Essa mudança vai se repetir primeiro numa conscientização. Costumo dizer nas palestras que faço que hoje temos dois focos no Brasil. De um lado, temos uma sociedade angustiada, nervosa, sensibilizada. O crime de São José sensibilizou muito a Grande Florianópolis. A sociedade está se sentindo impotente, os poderes também, por não estarem conseguindo reverter essa questão.

Mas a sociedade que estava dormitando hoje levantou do sofá e se está engajando nessa questão. Os próprios homens. Vai ser uma mudança de cultura. Como tem que começar pela infância, a mudança vai ser em médio prazo, vai ser paulatino, com a geração que está se formando agora, com 10, 12, 15 anos. Lamentavelmente, essa conclusão se torna clara. Nossos movimentos, embora sejam muitos, não vamos conseguir andar para trás, retroagir.

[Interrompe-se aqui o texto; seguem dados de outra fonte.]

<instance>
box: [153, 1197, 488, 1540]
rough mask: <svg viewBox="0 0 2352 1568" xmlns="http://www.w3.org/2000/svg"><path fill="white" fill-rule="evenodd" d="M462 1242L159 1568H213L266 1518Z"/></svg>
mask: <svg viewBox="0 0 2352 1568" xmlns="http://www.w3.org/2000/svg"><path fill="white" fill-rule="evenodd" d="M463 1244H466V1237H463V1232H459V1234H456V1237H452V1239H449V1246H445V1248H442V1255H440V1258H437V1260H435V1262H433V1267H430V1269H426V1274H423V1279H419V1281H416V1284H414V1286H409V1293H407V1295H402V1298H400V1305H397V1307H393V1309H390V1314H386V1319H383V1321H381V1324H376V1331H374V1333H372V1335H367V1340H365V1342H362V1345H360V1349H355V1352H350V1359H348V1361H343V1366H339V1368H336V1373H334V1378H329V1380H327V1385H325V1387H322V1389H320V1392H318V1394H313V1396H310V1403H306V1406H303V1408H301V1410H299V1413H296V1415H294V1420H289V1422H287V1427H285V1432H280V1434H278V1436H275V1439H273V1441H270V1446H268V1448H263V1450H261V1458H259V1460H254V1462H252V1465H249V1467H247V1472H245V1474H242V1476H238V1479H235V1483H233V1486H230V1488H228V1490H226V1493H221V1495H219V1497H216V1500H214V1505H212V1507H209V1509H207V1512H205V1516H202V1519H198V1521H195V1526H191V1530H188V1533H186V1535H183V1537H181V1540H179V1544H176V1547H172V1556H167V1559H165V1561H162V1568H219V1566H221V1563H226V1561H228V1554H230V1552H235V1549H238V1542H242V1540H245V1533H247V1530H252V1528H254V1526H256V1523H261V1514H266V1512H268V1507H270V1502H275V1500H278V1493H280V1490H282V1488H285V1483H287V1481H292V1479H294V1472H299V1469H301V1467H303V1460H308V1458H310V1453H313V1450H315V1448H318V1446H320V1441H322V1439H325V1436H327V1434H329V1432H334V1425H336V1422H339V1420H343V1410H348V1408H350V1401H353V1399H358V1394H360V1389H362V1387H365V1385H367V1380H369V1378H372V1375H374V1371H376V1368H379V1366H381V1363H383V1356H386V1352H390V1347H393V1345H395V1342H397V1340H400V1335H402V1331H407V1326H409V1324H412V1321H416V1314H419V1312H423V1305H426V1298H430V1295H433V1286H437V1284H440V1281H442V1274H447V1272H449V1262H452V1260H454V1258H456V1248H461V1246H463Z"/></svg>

O que motiva comportamentos tão agressivos dos homens?

Na verdade, uma parcela dos homens não conseguiu ainda aceitar a evolução da mulher. Ele pensa que é provedor do lar, ele manda, determina, controla a mulher. Hoje, com a evolução da mulher, a conquista do mercado de trabalho, acredito que eles pensam: “mas onde vou me situar? Estou perdendo espaço para minha mulher. Hoje ela trabalha, pode prover o lar, e a hora que quiser sair de casa, sai e vai sobreviver. Onde vai ficar meu poder? Vou exercê-lo”. Talvez seja um dos motivos. O fato de não encarar realidade como ela é. A mulher quer apenas seus direitos assegurados, não quer concorrer e ser mais, não quer estar em situação de maior poder. Na vida, no trabalho, na educação. Ela quer usar todas as suas vocações que traz dentro dela, conquistar o seu espaço, o seu lugar.